It would be very useful to have a box on edit pages with clickable punctuation that would insert the correct character at the current cursor location. I thought there was a ticket for it, but I can’t find it.

3 Likes

It is the main issue indeed with those characters.
I use some AutoHotKey macro on my keyboard (permanent, not only for MB).
Recently I also use a @Smeulf written awesome popup mb.unicodechars
user script with which you can find those fancy but useful characters by pressing Ctrl+m from within any MB editing text field.


I realise with shame that I have created this duplicate topic of Correct hyphen: Unicode HYPHEN or HYPHEN-MINUS.
If any @moderators could merge it inti that older topic… :bowing_man:

I think that probably shows you will never get a simple consensus on this issue. I know if I did a survey of my clients I would expect maybe two people out of three hundred would know what I was talking about.

What I like is that MB has this as a recommended but not compulsory action. This allows new users to add new data correctly. And then someone else can prettify if they want to. This should not be used to cause arguments as I have seen people driven away from MB by this. (That included me initially)

It is great when you spend your time soaked in Internet language and terminology. But this is a music database first so accuracy of data should always be first.

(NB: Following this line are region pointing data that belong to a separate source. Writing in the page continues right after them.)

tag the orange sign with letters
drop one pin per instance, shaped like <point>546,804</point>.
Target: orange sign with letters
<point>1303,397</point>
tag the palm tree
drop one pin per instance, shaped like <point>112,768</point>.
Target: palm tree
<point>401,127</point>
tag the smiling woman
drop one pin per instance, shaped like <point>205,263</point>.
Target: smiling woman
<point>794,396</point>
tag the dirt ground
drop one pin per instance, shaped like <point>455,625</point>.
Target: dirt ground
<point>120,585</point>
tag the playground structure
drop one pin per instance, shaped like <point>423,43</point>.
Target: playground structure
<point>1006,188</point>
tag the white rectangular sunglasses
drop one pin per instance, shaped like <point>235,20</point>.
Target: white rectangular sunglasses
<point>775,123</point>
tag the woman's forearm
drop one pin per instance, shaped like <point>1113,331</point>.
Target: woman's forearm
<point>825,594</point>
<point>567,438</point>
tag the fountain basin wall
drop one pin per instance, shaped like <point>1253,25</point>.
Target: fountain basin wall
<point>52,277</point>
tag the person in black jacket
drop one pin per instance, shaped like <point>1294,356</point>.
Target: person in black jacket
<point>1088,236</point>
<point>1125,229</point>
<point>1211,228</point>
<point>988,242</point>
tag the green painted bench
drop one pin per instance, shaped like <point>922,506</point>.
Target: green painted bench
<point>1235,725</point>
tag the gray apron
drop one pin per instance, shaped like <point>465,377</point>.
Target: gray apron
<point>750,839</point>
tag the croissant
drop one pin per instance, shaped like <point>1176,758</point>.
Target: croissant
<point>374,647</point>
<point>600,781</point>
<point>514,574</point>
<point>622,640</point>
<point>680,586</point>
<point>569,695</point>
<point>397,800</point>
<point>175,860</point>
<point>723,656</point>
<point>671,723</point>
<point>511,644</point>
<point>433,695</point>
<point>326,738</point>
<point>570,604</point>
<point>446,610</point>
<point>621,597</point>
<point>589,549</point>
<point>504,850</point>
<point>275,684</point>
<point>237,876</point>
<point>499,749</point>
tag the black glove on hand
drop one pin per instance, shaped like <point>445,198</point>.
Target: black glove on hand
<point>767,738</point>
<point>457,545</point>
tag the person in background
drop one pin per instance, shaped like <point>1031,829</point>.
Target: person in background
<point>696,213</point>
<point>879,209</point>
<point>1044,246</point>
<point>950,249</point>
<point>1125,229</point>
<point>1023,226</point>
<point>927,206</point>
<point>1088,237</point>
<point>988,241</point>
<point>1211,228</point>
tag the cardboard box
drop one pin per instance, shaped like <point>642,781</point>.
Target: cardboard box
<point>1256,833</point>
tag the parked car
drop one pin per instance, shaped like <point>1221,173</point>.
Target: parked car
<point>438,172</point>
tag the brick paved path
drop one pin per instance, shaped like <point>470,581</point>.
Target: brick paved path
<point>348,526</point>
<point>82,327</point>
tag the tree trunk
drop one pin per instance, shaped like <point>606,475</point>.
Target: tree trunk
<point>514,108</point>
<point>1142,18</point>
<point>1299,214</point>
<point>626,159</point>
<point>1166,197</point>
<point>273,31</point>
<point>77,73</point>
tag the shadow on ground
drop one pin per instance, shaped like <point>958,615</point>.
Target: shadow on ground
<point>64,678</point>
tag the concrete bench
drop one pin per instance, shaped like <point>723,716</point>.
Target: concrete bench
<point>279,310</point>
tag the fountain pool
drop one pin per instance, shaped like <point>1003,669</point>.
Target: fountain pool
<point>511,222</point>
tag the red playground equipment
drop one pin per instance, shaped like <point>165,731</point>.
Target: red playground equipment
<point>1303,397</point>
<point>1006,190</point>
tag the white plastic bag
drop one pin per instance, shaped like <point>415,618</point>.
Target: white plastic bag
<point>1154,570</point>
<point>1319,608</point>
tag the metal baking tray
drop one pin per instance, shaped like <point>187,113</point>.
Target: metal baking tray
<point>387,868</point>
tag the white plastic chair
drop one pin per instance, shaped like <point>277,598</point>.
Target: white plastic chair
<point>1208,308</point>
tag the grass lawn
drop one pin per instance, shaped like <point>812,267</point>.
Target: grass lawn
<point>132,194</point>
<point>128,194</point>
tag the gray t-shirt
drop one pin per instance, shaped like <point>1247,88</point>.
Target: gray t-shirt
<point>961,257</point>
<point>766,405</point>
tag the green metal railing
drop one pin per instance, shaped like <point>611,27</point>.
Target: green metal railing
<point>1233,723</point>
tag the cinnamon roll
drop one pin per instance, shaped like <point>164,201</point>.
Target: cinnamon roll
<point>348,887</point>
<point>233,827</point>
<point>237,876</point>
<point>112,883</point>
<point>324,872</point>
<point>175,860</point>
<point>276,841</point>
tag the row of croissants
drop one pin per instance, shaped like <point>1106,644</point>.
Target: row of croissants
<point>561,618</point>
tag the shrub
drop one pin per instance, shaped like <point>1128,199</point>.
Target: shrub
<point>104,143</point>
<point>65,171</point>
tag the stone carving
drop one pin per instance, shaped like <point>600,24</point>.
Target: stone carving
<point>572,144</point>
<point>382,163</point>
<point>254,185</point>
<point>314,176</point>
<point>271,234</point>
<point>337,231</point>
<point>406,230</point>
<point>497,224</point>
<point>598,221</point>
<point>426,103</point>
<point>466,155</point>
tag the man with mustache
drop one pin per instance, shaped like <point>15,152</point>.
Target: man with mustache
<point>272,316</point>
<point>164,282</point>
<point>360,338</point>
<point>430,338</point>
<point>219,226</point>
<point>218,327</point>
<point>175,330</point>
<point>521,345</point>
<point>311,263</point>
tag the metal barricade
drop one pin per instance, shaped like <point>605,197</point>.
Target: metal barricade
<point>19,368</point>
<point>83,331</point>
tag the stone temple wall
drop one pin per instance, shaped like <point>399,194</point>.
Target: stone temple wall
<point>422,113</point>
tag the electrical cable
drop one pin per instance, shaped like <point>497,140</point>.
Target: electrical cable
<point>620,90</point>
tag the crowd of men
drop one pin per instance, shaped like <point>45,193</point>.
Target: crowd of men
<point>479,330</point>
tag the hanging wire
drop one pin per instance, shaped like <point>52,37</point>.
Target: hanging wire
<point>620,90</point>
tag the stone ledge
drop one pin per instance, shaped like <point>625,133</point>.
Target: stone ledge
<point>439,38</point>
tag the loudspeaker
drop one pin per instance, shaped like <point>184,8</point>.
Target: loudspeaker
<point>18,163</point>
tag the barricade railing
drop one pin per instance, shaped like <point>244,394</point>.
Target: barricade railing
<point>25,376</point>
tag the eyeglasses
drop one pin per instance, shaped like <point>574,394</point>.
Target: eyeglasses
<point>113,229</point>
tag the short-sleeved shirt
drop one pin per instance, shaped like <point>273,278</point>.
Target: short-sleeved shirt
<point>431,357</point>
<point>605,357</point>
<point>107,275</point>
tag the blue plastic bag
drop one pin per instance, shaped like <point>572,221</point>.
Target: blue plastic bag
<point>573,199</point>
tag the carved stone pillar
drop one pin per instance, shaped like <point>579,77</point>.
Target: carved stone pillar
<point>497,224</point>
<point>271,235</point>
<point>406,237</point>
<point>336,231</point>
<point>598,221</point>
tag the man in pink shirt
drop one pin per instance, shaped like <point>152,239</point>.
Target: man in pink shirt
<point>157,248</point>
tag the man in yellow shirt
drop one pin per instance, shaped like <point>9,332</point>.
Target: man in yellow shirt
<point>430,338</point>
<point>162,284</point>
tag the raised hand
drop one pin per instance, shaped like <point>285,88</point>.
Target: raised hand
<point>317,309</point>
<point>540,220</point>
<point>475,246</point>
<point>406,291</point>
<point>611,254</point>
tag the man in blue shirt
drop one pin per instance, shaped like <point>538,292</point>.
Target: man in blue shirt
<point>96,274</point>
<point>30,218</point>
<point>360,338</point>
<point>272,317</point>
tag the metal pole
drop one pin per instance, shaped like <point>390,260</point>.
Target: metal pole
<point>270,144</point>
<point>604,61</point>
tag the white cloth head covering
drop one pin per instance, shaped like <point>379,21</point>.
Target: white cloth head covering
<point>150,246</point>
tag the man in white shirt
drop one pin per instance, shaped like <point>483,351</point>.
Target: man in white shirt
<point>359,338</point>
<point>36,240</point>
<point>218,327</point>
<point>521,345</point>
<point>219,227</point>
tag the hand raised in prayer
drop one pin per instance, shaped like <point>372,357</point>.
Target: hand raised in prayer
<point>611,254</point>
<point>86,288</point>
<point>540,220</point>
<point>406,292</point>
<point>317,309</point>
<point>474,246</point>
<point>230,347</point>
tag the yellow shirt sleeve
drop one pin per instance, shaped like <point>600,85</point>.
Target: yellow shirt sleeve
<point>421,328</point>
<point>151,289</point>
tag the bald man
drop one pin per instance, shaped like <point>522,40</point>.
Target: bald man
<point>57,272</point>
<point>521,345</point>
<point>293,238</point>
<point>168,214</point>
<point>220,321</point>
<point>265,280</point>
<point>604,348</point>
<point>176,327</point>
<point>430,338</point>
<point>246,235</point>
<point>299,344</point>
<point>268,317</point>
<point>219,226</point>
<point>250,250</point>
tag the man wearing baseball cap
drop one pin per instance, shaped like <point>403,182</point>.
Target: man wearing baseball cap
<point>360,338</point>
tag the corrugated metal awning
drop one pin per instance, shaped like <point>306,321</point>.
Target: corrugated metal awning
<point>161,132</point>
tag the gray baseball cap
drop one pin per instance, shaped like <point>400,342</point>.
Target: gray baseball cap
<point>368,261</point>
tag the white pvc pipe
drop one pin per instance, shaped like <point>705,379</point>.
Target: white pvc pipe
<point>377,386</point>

A lot of people who know their music knowledge won’t understand this stuff.

5 Likes

I so agree, MusicBrainz cant expect most editors to know or care about the difference, and the priority shoud be making it easier to add data to MusicBrainz not harder. As an editor I would just use the characters easily available on the keyboard, but if MusicBrainz want to automatically change it I don’t mind as long as it is done automatically rather than any negative votes on my edits.

Two other things to consider

  1. Do those who insist on using the ‘correct’ character keep to this policy when doing non-mb things such as writing a letter
  2. As part of my Albunack project when trying to match artists to Disocgs artists I simplify the punctuation to find matches, this works well. Whereas insistence on using the correct characters probably prevents various MusicBrainz import scripts working as well as they could.
4 Likes

The search should treat all punctuations as non relevant, as mere separators.
If the search is fooled by HYPHEN, please open a bug ticket, IMO.

3 Likes
  1. I do.
  2. What Jesus said.

Also see my point of automating it being impossible above.

1 Like